Composite Endpoints in Clinical Trials

There’s a right way and a wrong way to boost the statistical sensitivity of this type of clinical studies.

Jul 1, 2016
Sarah C.P. Williams

© BRYAN SATALINOIt’s a moment every clinical researcher dreads: you crunch the numbers for an upcoming trial and realize you’ll need to recruit tens of thousands of participants to show a statistically significant effect for the therapy you’re testing. You don’t see any way to change most of your variables linked to trial size. But what if you change your endpoints?

In recent years, a growing number of clinical trials have used composite endpoints—multiple events all treated as one endpoint—as a way to boost the power of a study so that fewer participants are needed. “Say you’re designing a study to look at heart attacks, and it looks like you’ll need 40,000 patients,” says Joshua Stolker, a cardiologist at Mercy Clinic in Saint Louis. “But if you use a combined endpoint that considers both heart attacks and hospitalizations, suddenly you only need 20,000. Then you add in revascularization surgeries, and you only need 5,000 patients.”

In that hypothetical example, researchers who chose to combine all three outcomes would be testing whether their intervention changed the number of heart attacks patients experienced, the number of hospitalizations, or the number of revascularization surgeries they required. The study would need fewer patients to reach a firm conclusion because increasing the number of possible outcomes in their endpoint makes it more likely that one of them would occur in any given patient. But the design limits the study’s conclusion, because a composite endpoint lumps together all the outcomes, making it hard to conclude which outcome is affected by the intervention.
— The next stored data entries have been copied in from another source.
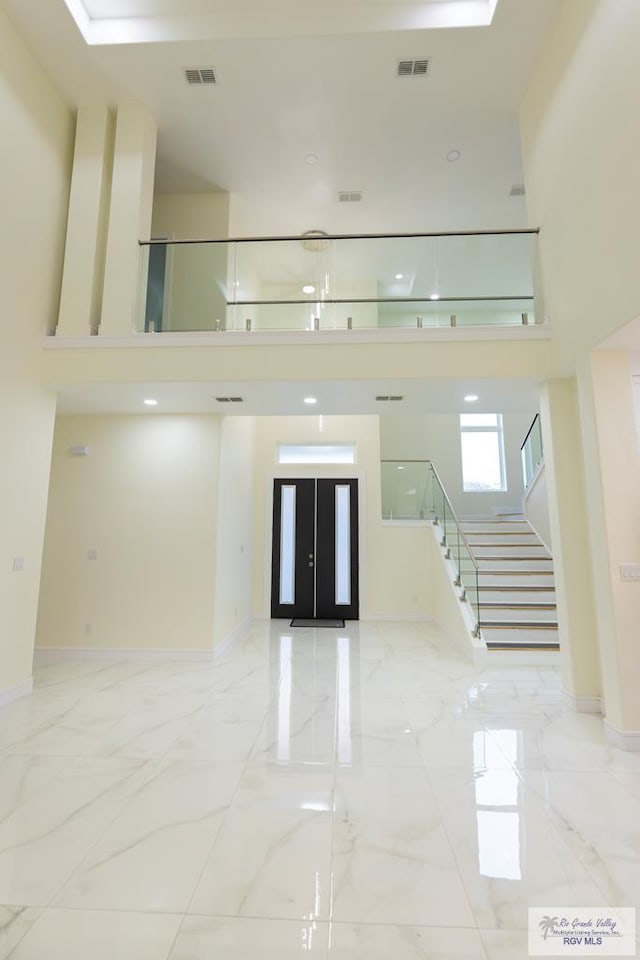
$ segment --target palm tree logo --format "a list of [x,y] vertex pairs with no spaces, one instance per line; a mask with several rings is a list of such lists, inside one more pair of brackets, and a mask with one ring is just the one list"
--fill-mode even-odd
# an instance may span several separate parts
[[543,917],[538,926],[543,932],[543,940],[546,940],[550,933],[556,932],[556,923],[558,917]]

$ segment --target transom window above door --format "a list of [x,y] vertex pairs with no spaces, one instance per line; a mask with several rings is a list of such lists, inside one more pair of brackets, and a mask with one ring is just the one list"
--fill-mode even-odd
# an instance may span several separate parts
[[279,443],[278,463],[349,464],[356,462],[355,443]]

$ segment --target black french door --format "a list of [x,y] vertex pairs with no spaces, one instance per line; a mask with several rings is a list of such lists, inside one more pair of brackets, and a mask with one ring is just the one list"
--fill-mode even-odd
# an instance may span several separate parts
[[271,616],[358,613],[358,481],[274,480]]

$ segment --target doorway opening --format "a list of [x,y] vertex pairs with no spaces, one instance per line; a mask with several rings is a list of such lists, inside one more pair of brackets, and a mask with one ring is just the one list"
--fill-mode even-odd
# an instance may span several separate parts
[[357,620],[358,481],[274,480],[271,616]]

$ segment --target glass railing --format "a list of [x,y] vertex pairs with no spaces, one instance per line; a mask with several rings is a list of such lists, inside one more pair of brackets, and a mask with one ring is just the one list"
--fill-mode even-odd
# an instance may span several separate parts
[[381,462],[382,517],[428,520],[438,527],[445,558],[455,567],[454,583],[475,616],[473,635],[480,636],[479,568],[438,472],[429,460]]
[[533,423],[527,431],[527,435],[522,441],[520,447],[522,456],[522,475],[524,477],[524,488],[527,490],[531,485],[540,464],[544,460],[544,449],[542,446],[542,429],[540,427],[540,416],[536,413]]
[[315,331],[536,322],[537,231],[152,240],[138,329]]

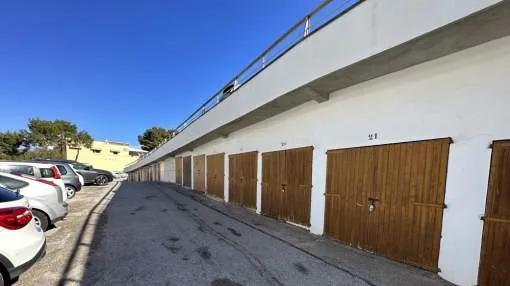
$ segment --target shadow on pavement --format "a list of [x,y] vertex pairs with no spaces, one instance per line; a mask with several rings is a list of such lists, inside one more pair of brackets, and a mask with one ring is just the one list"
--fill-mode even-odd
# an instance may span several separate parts
[[78,254],[80,253],[80,248],[82,248],[82,247],[86,247],[88,249],[91,248],[90,243],[84,243],[85,236],[87,235],[86,230],[91,225],[92,218],[94,216],[101,215],[100,213],[97,212],[97,210],[100,208],[100,206],[105,202],[105,200],[108,198],[108,196],[111,193],[115,192],[120,187],[120,185],[121,185],[120,182],[116,182],[115,185],[113,185],[112,188],[108,192],[106,192],[101,197],[101,199],[88,212],[87,217],[80,228],[78,238],[76,239],[76,241],[74,243],[71,255],[69,256],[69,258],[66,262],[66,265],[62,272],[61,278],[58,282],[59,286],[63,286],[63,285],[67,285],[67,284],[81,284],[82,281],[80,279],[71,278],[71,277],[69,277],[69,275],[71,274],[72,270],[74,269],[73,266],[76,266],[74,264],[75,264],[75,261],[77,260]]

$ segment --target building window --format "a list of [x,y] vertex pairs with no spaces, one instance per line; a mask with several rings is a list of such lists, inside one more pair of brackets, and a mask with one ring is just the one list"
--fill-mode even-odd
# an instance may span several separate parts
[[113,151],[111,150],[110,152],[112,152],[113,155],[119,155],[119,151]]
[[96,154],[99,154],[101,153],[101,150],[98,150],[98,149],[92,149],[92,152],[96,153]]

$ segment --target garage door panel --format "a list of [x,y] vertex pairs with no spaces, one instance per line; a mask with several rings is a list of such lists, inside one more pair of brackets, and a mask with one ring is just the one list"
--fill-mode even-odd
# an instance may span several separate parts
[[229,156],[229,201],[244,207],[257,205],[258,152]]
[[261,204],[261,212],[264,215],[270,215],[271,209],[272,209],[272,194],[271,194],[271,174],[272,171],[272,158],[271,156],[268,156],[268,154],[262,154],[262,182],[261,182],[261,189],[262,189],[262,204]]
[[225,154],[209,155],[207,165],[207,194],[223,199],[225,185]]
[[272,209],[272,198],[271,198],[271,191],[269,189],[268,183],[261,183],[262,188],[262,205],[261,205],[261,213],[263,215],[271,216],[271,209]]
[[191,188],[191,156],[182,158],[182,184]]
[[310,225],[310,204],[312,190],[311,147],[285,151],[286,190],[283,205],[287,208],[286,220],[302,225]]
[[[249,179],[243,181],[243,205],[247,208],[257,207],[257,173],[255,172],[255,179]],[[252,174],[253,176],[253,174]]]
[[175,158],[175,182],[182,185],[182,157]]
[[437,271],[449,142],[328,151],[326,233]]
[[[495,157],[488,200],[488,212],[491,216],[510,217],[510,143],[495,145]],[[504,146],[504,147],[503,147]]]
[[493,144],[478,285],[510,281],[510,141]]
[[283,218],[287,213],[282,205],[282,187],[285,176],[285,152],[268,152],[262,154],[262,211],[274,218]]
[[248,162],[246,164],[246,172],[243,173],[243,184],[245,191],[244,204],[249,208],[257,207],[257,171],[258,171],[258,152],[251,152],[247,154]]
[[508,265],[510,264],[510,223],[485,221],[484,245],[480,263],[478,285],[508,285]]
[[262,213],[310,225],[313,148],[262,154]]
[[237,183],[237,165],[236,161],[229,159],[228,161],[228,201],[229,202],[239,202],[240,194],[239,192],[236,192],[239,188]]
[[193,156],[193,188],[205,192],[205,155]]
[[366,162],[371,156],[367,150],[350,149],[328,152],[327,160],[326,233],[354,247],[367,245],[367,192],[373,169],[367,169]]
The drug may have decreased the number of surgeries but not heart attacks or hospitalizations, for example, or affected any other combination of the three measures.

“It can be really hard to understand these studies,” says Lisa Schwartz, a professor of medicine and a medical communication researcher at Dartmouth College. “A drug reduces your chances of this or this or that; what does that really mean?”

Stolker, Schwartz, and other experts in statistics and study design say that composite endpoints are overused—or, at the very least, often improperly used. The Scientist asked these experts for their advice on proper design and interpretation of the statistical approach. Here’s what they said.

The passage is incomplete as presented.